Sami’s worked for 20 years with Dubey, the theatre veteran who passed away last year, leaving behind a huge legacy. Many years back, he wrote a play Sambhog Se Sanyaas Tak, that was translated in English later by Dubey himself. Now, Sami has revived Dubey’s theatre group and is also staging The Magic Pill on the occasion of Dubey’s birth anniversary tomorrow. He spoke to CS about the bold play, reviving the theatre group and the reactions of the theatre fraternity:


Who: Hidayat Sami
What: On staging Satyadev Dubey’s play
Where: At a suburban theatre

As bold as it gets
I’m fascinated that Dubeyji wrote this play in the early 70s.

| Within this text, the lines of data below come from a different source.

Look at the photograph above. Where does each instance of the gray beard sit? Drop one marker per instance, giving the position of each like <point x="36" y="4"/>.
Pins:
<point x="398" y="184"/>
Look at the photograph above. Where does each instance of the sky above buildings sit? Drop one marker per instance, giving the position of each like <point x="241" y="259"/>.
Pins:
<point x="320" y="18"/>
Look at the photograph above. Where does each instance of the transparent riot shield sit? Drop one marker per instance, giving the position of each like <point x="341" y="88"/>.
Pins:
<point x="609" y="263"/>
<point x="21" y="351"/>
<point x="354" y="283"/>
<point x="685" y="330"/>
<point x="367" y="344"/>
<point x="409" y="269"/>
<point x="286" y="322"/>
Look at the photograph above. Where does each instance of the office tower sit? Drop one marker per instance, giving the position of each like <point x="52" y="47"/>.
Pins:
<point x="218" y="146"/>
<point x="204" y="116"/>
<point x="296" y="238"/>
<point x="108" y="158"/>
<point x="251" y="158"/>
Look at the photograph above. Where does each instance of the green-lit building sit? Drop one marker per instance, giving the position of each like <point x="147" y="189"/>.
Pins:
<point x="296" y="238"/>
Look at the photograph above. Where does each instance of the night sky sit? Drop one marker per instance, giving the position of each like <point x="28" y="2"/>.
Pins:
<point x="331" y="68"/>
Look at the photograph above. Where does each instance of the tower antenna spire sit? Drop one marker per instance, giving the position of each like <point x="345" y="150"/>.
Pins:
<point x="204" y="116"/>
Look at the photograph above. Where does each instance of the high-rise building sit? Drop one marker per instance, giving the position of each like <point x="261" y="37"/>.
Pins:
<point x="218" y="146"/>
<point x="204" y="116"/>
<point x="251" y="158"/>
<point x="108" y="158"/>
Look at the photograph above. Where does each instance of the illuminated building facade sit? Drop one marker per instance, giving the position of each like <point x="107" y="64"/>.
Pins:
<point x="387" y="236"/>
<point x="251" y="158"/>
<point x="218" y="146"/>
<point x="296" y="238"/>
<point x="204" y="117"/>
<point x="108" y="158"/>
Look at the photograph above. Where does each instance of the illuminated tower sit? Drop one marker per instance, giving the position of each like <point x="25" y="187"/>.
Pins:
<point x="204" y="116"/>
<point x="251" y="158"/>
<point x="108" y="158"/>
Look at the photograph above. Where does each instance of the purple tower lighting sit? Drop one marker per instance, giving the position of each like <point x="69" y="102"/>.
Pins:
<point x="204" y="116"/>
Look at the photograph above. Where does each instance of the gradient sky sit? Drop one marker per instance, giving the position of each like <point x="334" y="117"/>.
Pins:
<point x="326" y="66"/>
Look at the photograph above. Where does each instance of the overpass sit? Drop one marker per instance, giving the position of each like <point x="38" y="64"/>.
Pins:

To have a play where a girl stands up in court and admits to having sex because she wanted to experience it, was a huge deal in those days, and at many places even now, it still is. When I acted in the play, I was very new and so, followed Dubeyji’s instructions blindly. Now after seeing it after so many years, I questioned some things and made decisions to edit it accordingly.

The spoken word is king
I worked with Dubeyji for 20 years. I don’t know how much of him is in me but like him, I do try and keep production simple, relying more on actors than on props. Dubeyji gave a lot of importance to the spoken word and the manner in which it was spoken. So much so, that sometimes it looked as if the actors are doing speech exercises on stage, where every single word was chewed. Times have changed now. The way the audience reacts has changed. Today, even badly spoken language is understood. That does not mean we haven’t paid attention to the spoken word. All the actors have worked really hard on the play.

I’m not Dubey!
Most people in this play are my contemporaries. There has been an 80-20 feedback to reviving the theatre group. While 80 per cent people have been supportive of us, there are some who are skeptical of it. They have even gone on to ask me ‘Who do you think you are, Dubey?’ My answer to such people is that no, I’m not Dubey. A Dubey happens once in a 100 or 200 years. I was a student of his and this is my way of paying tribute to him. I want to keep alive his legacy and see that his approach is carried through, even when I’m not there.